Afin que l’on voie combien il serait difficile de réfuter ce faux système, et qu’on en conclue qu’il faut recourir aux lumières de la révélation pour la ruiner, feignons ici une dispute entre Mélissus et Zoroastre : ils étaient tous deux païens, et grands philosophes. Mélissus, qui ne reconnaissait qu’un principe[1], dirait d’abord, que son système s’accorde admirablement avec les idées de l’ordre : l’être nécessaire n’est point borné ; il est donc infini et tout-puissant ; il est donc unique ; et ce serait une chose monstrueuse et contradictoire, s’il n’avait pas de la bonté, et s’il avait le plus grand de tous les vices, savoir une malice essentielle.
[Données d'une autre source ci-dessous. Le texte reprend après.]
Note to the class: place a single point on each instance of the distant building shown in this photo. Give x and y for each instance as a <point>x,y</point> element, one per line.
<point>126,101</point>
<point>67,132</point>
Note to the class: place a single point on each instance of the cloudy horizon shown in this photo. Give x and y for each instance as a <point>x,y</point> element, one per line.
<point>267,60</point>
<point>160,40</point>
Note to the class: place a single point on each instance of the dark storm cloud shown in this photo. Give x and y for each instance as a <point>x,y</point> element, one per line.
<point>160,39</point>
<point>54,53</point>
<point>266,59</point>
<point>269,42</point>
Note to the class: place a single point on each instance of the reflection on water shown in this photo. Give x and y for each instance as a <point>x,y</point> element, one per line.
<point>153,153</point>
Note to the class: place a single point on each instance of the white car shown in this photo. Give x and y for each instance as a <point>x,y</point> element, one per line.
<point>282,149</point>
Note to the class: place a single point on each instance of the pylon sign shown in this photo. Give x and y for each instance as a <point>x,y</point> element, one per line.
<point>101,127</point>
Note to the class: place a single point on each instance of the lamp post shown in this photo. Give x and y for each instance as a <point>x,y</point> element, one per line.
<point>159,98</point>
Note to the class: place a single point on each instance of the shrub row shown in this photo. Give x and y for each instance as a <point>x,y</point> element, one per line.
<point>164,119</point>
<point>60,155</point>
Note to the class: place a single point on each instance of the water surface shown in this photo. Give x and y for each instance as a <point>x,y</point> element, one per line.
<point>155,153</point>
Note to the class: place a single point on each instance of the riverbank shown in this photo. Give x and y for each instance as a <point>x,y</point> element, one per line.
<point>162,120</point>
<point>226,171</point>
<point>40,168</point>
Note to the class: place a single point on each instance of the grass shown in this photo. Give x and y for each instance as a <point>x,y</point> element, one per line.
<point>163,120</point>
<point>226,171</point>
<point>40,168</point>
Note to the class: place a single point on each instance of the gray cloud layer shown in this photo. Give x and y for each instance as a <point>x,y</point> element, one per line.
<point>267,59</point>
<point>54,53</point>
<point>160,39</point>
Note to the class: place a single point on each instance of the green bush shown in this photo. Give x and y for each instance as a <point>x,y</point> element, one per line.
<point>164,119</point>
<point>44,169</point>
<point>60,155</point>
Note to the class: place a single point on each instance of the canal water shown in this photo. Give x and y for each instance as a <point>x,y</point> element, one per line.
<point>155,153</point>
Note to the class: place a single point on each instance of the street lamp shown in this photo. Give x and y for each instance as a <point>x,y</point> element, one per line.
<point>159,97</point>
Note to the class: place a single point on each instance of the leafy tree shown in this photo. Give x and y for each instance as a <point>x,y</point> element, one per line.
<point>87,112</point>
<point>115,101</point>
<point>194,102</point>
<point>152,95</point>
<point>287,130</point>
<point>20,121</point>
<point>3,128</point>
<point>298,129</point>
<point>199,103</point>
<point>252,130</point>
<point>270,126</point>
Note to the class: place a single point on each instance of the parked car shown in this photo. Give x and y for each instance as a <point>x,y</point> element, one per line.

Je vous avoue, répondrait Zoroastre, que vos idées sont bien suivies, et je veux bien vous avouer qu’à cet égard vos hypothèses surpassent les miennes : je renonce à une objection dont je me pourrais prévaloir, qui serait de dire que l’infini devant comprendre tout ce qu’il y a de réalités, et la malice[2] n’étant pas moins un être réel que la bonté, l’univers demande qu’il y ait des êtres méchans et des êtres bons ; et que, comme la souveraine bonté et la souveraine malice, ne peuvent pas subsister dans un seul sujet, il a fallu nécessairement qu’il y eût dans la nature des choses un être essentiellement bon, et un autre être essentiellement mauvais ; je renonce, dis-je, à cette objection [3], je vous donne l’avantage d’être plus conforme que moi aux notions de l’ordre : mais expliquez-moi un peu par votre hypothèse, d’où vient que l’homme est méchant, et si sujet à la douleur et au chagrin. Je vous défie de trouver dans vos principes la raison de ce phénomène, comme je la trouve dans les miens ; je regagne donc l’avantage : vous me surpassez dans la beauté des idées, et dans les raisons à priori ; et je vous surpasse dans l’explication des phénomènes, et dans les raisons à posterori. Et puisque le principal caractère du bon système est d’être capable de donner raison des expériences, et que la seule incapacité de les expliquer est une preuve qu’une hypothèse n’est point bonne, quelque belle qu’elle paraisse d’ailleurs, demeurez d’accord que je frappe au but en admettant deux principes, et que vous n’y frappez pas, vous qui n’en admettez qu’un.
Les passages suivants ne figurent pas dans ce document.